Ne cherchez pas, ici, vous ne trouverez aucun enseignant. Les portes de cette école sont fermées. Nous sommes à Herstal, beaucoup de professeurs suivent le mouvement de grève.  Alors les élèves des écoles communales sont accueillis dans quatre établissements "garderie" pour la journée. Vinciane Greven est institutrice primaire à l'Ecole Emile Muraille à Herstal, elle travaillait ce mercredi "Aujourd'hui, à 08h30, nous avons deux enfants qui ne viennent pas de notre école.  C'est moins que les autres jours de grève. La garderie, ici, à Emile Muraille, ce sont les enseignants non grévistes, en général non syndiqués, qui assurent la garderie des enfants présents".

Même commune, autre établissement, autre contexte.  Dans cette école catholique, il n'y a quasi pas de professeur en grève.  Mais dans les classes, c'est le désert.  80% des élèves sont absents. Anne Roubinet, professeur de mathématiques au Collège Saint-Lambert/Saint-Laurent à Herstal nous explique qu'il n'est pas possible de voir de nouvelles matières avec 3 élèves sur 15.  "Beaucoup d'élèves utilisent les transports en commun. Quelques-uns ont peut-être profité de la grève des bus pour rester à la maison. Je ne pose pas de jugement par rapport à leur absence".

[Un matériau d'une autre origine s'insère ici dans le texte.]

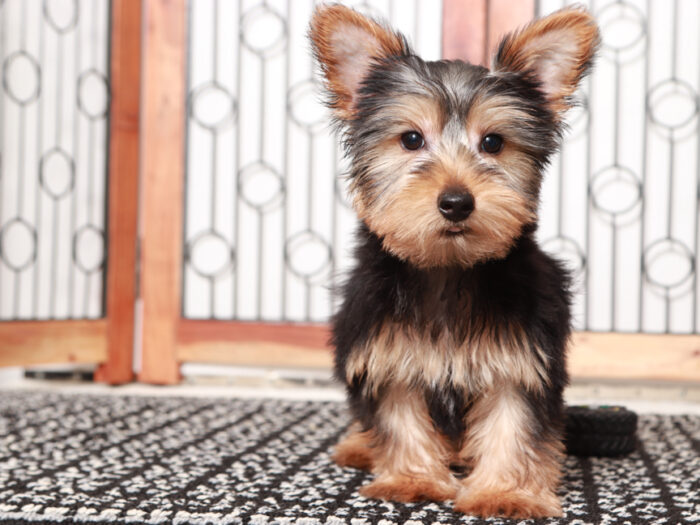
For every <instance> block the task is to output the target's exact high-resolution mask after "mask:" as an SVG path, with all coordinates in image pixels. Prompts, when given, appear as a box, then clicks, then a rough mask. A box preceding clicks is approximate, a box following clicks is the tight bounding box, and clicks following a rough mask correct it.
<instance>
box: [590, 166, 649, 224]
mask: <svg viewBox="0 0 700 525" xmlns="http://www.w3.org/2000/svg"><path fill="white" fill-rule="evenodd" d="M589 191H590V195H591V201H592V203H593V207H594V208H595V209H596V210H598V211H600V212H602V213H603V214H605V215H607V216H609V217H610V218H611V219H618V218H620V217H622V216H624V215H627V214H629V213H631V212H632V211H634V210H635V209H636V208H638V207H639V204H640V203H641V201H642V182H641V181H640V180H639V177H638V176H637V175H636V174H635V173H634V172H633V171H632V170H631V169H629V168H626V167H624V166H609V167H607V168H604V169H602V170H601V171H599V172H598V173H596V174H595V175H594V176H593V178H592V179H591V182H590V190H589Z"/></svg>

Quand les grévistes sont des étudiants

Avec si peu d'élèves, place donc aux révisions et au débat, comme nous l'explique Michel Gilissen, directeur du premier degré du Collège Saint-Lambert/Saint-Laurent "C'est aussi le jour pour développer le sens critique dans du cas concret. Nous sommes dans une situation "Pourquoi, comment?...", on se renseigne.  On va parler des mesures, on parle du syndicat, de la force des syndicats.  C'est en développant le sens critique que l'on peut amener un contre-pouvoir réel dans une société".

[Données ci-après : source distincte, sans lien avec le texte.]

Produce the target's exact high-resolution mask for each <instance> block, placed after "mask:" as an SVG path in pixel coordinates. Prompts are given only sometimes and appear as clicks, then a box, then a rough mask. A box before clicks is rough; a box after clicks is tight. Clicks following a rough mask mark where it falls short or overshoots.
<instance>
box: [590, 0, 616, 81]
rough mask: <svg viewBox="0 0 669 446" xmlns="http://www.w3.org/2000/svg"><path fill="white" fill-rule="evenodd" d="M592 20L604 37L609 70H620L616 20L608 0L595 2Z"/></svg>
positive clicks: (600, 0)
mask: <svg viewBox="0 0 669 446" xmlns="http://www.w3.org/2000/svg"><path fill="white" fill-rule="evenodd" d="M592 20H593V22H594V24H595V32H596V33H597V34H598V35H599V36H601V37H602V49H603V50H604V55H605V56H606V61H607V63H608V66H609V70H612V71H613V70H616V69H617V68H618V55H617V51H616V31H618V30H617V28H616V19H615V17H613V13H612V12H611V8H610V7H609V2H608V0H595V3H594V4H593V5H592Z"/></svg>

Au centre de Liège, devant la Haute Ecole HELMo ESAS, nous tombons sur un piquet filtrant.  Ici, ce ne sont pas les enseignants qui marquent la grève, mais les étudiants. Affiliés à un syndicat ou non, ces futurs travailleurs sociaux s'inquiètent aussi pour l'avenir du financement des services publics, comme nous l'explique Loic Martin, étudiant assistant social "Si on diminue les subsides octroyés aux ASBL et aux services sociaux, j'aurai beaucoup moins de chance d'être engagé.  Et d'un autre côté, si j'ai la chance d'être engagé, je n'aurai peut-être pas autant de liberté d'actions par rapport au financement pour ces actions-là.  Donc, c'est une augmentation de la pauvreté. D'un côté, une augmentation des problèmes sociaux, et de l'autre, moins de moyens pour y faire face."

Supérieur, secondaire, primaire, tous les niveaux ont été touchés ce mercredi par ce mouvement de grève.